Maple Valley Pulls Plug on Housing Incentive Program in Face of Backlash
The Maple Valley City Council voted Monday night to scrap a tax incentive program intended to encourage the production of affordable housing, following a cavalcade of public opposition to the proposal over the past few weeks. Despite already voting to create a Multifamily Tax Exemption (MFTE) program earlier this spring, a 5-2 vote fully repealed the program, with the council turning down a separate ordinance that had been drafted to implement it.
MFTE is a common tool used across Washington State to incentivize below-market-rate units as part of new housing developments. Builders setting aside a certain percentage of new units to lower-income households receive a property tax break, and are only charged property taxes on the land itself and any non-residential improvements made like ground-floor commercial spaces. Under Maple Valley's proposed program, the threshold to meet would have been 20% of units affordable to households making 70% of King County's area median income around $90,000 for a family of two. After the length of the program in this case 12 years the entire property goes back onto the tax rolls.
Rather than making local governments take the hit from those reduced property tax revenues, under MFTE the tax rates "shift" across all of the districts providing the exemption, slightly bumping up rates during the term of the MFTE program at least compared to the alternate reality where building was still constructed without the tax break. This has been one of the most contentious parts of the Maple Valley proposal, despite the fact that MFTE programs are currently active in nearby Covington and Enumclaw among major cities like Seattle, Bellevue, and Tacoma.
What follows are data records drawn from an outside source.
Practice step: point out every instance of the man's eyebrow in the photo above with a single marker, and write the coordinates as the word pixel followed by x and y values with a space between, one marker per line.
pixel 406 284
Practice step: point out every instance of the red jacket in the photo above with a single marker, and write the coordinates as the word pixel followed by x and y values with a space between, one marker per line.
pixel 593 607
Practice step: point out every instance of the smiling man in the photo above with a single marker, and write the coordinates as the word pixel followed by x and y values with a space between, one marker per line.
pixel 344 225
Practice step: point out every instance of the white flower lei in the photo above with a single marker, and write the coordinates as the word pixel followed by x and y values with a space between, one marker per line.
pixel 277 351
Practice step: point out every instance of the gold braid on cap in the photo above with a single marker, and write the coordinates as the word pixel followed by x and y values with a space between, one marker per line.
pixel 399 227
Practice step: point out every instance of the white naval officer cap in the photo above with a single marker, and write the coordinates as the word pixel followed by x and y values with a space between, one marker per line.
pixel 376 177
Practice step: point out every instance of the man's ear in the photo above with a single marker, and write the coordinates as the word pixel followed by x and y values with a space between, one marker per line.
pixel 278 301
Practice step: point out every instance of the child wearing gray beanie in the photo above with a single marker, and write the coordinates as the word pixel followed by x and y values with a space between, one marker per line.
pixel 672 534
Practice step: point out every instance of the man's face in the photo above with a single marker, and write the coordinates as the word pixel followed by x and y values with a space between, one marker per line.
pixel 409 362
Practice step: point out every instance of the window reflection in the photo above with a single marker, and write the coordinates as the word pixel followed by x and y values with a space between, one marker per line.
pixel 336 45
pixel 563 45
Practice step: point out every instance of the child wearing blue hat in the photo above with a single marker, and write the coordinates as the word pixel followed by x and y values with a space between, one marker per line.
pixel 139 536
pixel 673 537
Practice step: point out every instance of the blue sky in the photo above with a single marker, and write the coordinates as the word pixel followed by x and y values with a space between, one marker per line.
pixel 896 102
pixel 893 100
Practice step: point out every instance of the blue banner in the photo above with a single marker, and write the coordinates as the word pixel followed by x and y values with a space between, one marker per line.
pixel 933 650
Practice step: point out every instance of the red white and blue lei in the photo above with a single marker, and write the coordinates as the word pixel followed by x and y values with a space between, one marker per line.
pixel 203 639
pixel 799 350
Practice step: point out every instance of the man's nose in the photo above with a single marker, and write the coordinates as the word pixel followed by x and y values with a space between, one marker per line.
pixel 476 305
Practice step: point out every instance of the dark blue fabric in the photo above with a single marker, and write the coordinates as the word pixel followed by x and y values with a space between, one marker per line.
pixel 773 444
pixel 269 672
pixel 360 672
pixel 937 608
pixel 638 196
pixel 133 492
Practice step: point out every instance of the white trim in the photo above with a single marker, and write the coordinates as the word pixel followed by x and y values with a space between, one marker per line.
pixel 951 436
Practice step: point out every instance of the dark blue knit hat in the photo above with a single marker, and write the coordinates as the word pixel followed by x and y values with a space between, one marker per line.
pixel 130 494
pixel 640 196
Because Maple Valley's city limits make up only a portion of the larger Fire Prevention District #43 and Tahoma School District boundaries, where taxes would also shift following potential participation in an MFTE program, residents in unincorporated King County have protested the proposal as "taxation without representation." But this type of tax shift isn't unique to MFTE and occurs whenever local governments buy property or new churches open and receive tax-exempt status.